Colaboración por Celia Ferman
Amante de los libros y las letras. De pensamiento y comportamiento ecléctico. Creando la versión acústica de mi vida. Blog

Un hijo o la falta de él no debe ser determinante en la manera en que se percibe a alguien.

De que la maternidad no es para todas, de eso no me cabe duda. Incluso yo, madre de una niña de 6 años, locamente enamorada de ella, decía que nunca iba a tener hijos, cambie de opinión; imagínense las mujeres con esa convicción y decisión de vida bien planteada.

Un hijo te cambia por completo la vida. Hay quienes cambiamos de opinión en el transcurso de ella y aceptamos y queremos esos cambios que vienen con ellos; y hay quienes se mantienen firmes en esa posición y no los desean; y definitivamente es de admirarse ambas opiniones. En esta cuestión no hay bueno o malo. No hay blancos o negros. Simplemente es lo que cada mujer decida lo que es mejor para sí.

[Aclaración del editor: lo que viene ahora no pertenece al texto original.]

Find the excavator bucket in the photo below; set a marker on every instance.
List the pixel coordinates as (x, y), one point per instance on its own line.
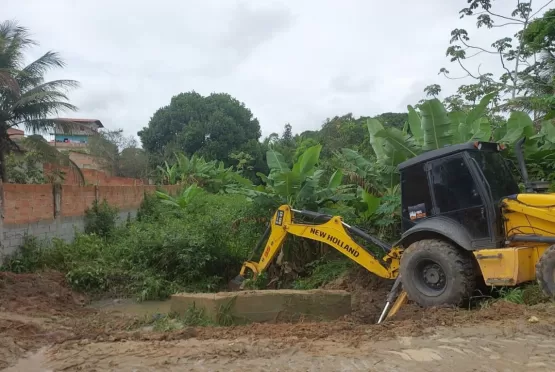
(236, 283)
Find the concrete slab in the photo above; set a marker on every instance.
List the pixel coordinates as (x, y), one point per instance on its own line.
(265, 305)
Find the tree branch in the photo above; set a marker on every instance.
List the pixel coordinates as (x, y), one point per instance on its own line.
(464, 68)
(539, 10)
(508, 23)
(508, 18)
(479, 48)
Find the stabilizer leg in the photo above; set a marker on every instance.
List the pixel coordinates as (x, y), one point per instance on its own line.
(395, 300)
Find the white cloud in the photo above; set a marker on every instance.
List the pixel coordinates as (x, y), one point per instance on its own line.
(296, 61)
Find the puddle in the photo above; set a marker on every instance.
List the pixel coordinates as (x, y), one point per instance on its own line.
(132, 307)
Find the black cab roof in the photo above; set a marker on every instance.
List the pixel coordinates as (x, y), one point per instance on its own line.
(449, 150)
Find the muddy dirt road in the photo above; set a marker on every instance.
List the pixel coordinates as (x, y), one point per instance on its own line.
(44, 327)
(467, 349)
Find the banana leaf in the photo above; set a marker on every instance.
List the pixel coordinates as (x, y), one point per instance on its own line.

Se tiene la costumbre de juzgar a esas mujeres que deciden no ser madres, que prefieren buscar el éxito profesional, personal, sentimental y dejan de lado esa etapa de su vida. Son mujeres que no se ven a sí mismas como madres, que no tienen la necesidad o ese instinto de querer tener hijos. Se llega a tildarlas de mujeres incompletas o egoístas. Y no lo son, sólo que sus metas en la vida son distintas.

Al igual que se puede juzgar a una mujer que la única prioridad en su vida es ser mamá, tener hijos y dedicarse por completo a ellos, su familia, su hogar. Se puede encasillar de mediocre, sin aspiraciones. Y no por ese hecho quiere decir que no las tenga, simplemente son diferentes.

Se debe tener mucho valor para tomar esa decisión del NO a la maternidad, al igual que se debe ser muy valiente para asumirla.

Si me llegasen a preguntar, yo diría que las admiro y respeto por igual. De las mujeres que hay en mi vida, tengo de las dos partes. La mujer exitosa en todo lo que hace, que no le hace falta un hijo para tener su vida completa y la mujer dedicada y devota a ellos, que vería su vida incompleta si no los tuviera. Y de esas dos mujeres, las dos son valiosas por igual.

Porque lo que hace a una mujer con una vida completa no son los hijos, ni la falta de ellos. Sino el coraje y el corazón con los que se enfrenta a la vida y las situaciones que se presentan en ella. Son los aprendizajes que se obtienen después de haber tenido un tropiezo y la manera de equilibrarse después de ellos. Son los momentos que se sacan sonrisas de tristeza y lágrimas de alegría. Es su ser como persona y su esencia.

No veo porque se tuviera que encasillar o juzgar a cualquiera de las dos, simplemente son mujeres con diferentes formas de ver y afrontar la vida y cada uno de ellos es válido y respetable. Un hijo o la falta de él no debe ser determinante en la manera en que se percibe a alguien. Porque ser mujer es ser mucho más que ser madre o no serlo.